At the age of four, Nguyen and his family are forced to flee his hometown of Ban Mê Thuột and come to the USA as refugees. After being removed from his brother and parents and homed with a family on his own, Nguyen is later allowed to resettle into his own family in suburban San José. But there is violence hidden behind the sunny façade of what he calls AMERICATM. One Christmas Eve, when Nguyen is nine, while watching cartoons at home, he learns that his parents have been shot while working at their grocery store, the SàiGòn Mới, a place where he sometimes helps price tins of fruit with a sticker gun. Years later, as a teenager, the blood-stirring drama of the films of the Vietnam War such as Apocalypse Now throw Nguyen into an existential crisis: how can he be both American and Vietnamese, both the killer and the person being killed? When he learns about an adopted sister who has stayed back in Vietnam, and ultimately visits her, he grows to understand just how much his parents have left behind. And as his parents age, he worries increasingly about their comfort and care, and realizes that some of their older wounds are reopening.

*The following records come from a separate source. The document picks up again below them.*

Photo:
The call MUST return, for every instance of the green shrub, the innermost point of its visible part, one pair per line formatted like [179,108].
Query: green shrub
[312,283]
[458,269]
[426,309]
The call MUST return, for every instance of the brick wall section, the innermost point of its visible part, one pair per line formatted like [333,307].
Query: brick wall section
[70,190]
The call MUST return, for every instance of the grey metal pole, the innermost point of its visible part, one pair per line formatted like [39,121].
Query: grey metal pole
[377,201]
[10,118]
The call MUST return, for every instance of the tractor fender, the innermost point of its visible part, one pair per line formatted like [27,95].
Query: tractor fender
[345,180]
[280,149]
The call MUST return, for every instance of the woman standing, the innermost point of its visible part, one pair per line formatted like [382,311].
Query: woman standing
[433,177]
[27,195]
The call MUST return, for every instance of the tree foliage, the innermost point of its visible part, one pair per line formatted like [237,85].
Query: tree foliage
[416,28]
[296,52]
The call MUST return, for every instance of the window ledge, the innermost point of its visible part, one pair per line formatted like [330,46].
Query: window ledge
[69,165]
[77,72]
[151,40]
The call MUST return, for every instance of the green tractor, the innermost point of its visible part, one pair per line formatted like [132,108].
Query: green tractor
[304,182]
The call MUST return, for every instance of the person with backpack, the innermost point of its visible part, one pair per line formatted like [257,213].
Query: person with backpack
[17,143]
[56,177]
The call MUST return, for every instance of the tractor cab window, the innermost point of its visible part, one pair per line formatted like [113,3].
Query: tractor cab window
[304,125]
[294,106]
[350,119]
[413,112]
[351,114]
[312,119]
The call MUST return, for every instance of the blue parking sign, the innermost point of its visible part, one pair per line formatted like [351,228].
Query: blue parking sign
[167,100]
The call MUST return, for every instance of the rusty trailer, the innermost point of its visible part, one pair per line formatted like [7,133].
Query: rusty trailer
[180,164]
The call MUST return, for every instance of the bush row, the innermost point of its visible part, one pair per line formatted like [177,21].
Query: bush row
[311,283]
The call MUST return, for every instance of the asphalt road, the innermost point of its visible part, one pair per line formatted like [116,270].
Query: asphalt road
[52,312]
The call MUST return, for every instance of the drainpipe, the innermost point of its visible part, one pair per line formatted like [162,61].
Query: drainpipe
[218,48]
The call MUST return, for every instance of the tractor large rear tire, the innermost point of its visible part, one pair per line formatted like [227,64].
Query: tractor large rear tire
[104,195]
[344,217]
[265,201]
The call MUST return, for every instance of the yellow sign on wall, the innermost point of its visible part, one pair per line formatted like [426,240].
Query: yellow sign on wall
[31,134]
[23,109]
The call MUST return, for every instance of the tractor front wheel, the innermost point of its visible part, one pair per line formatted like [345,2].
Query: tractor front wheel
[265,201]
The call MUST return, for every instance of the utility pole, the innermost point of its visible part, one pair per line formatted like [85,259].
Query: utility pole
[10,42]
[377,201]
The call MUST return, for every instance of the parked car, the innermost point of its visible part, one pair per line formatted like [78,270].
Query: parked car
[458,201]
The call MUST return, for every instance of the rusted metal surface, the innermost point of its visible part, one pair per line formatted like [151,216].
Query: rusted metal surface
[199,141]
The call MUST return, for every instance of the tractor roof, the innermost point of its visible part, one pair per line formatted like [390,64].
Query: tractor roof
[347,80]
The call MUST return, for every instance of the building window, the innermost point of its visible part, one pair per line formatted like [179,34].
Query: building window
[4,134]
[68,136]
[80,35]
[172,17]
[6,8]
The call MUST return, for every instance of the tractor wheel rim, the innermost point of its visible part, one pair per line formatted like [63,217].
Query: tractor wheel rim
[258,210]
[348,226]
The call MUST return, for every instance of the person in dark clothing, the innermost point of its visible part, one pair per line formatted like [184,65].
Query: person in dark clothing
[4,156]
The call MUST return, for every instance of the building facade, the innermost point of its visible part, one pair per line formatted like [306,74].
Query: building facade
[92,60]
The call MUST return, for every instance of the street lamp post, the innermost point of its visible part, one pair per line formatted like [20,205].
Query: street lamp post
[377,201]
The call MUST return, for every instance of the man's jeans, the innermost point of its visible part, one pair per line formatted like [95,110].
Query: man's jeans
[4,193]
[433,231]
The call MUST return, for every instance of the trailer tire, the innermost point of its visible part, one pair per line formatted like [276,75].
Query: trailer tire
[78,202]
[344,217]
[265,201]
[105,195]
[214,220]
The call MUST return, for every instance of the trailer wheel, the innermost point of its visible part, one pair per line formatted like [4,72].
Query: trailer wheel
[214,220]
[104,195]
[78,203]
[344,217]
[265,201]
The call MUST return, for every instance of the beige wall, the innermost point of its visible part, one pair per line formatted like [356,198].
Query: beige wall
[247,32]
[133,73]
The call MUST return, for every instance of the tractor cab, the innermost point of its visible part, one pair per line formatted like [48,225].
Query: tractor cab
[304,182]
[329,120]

Profound in its emotions and brilliant in its thinking about cultural power, A Man of Two Faces explores the necessity of both forgetting and of memory, the promises America so readily makes and breaks, and the exceptional life story of one of the most original and important writers working today.
APPLE BOOKS REVIEW
Viet Thanh Nguyen, author of the Pulitzer-winning novel The Sympathizer, has written a truly poetic memoir—literally, as he regularly alternates between traditional sentences and stanzas of free verse. This book floats in time between his earliest memories of his village in war-torn Vietnam, his parents’ supermarket in San Jose, and various points in his adult life. Interspersed within these vignettes are essay-like meditations on the defining aspects of Nguyen’s life and work: the lives of refugees, the Vietnam War’s place (or lack thereof) in American history and culture, and the ongoing racist myth of Asian Americans as a “model minority.” The book is also a celebration of his parents, which makes the sections dealing with his mother’s decline and death that much more poignant. Somehow, this all blends seamlessly, infused with genuine beauty and moments of wry humor. Even if you’ve never read Nguyen’s fiction, this memoir is a must-read.
Customer Reviews
A Man of Two Faces
As a purported memoir, it falls short by withholding the intimacies of his private life. This book is more a treatise on the Vietnamese refugee experience and his feelings of alienation as he straddles two cultures. Thought provoking, yes, but also given to ranting tirades.
A Man of Two Faces
I am so glad that I read this book. It is extremely thought provoking concerning the refugee experience in the US. As I read, I pondered my preconceived notions, I laughed in places, and I wept is places. It took a while to get into the author’s unusual rhythm of composition for this book, but once I did, it seemed very natural for the content. I highly recommend this book.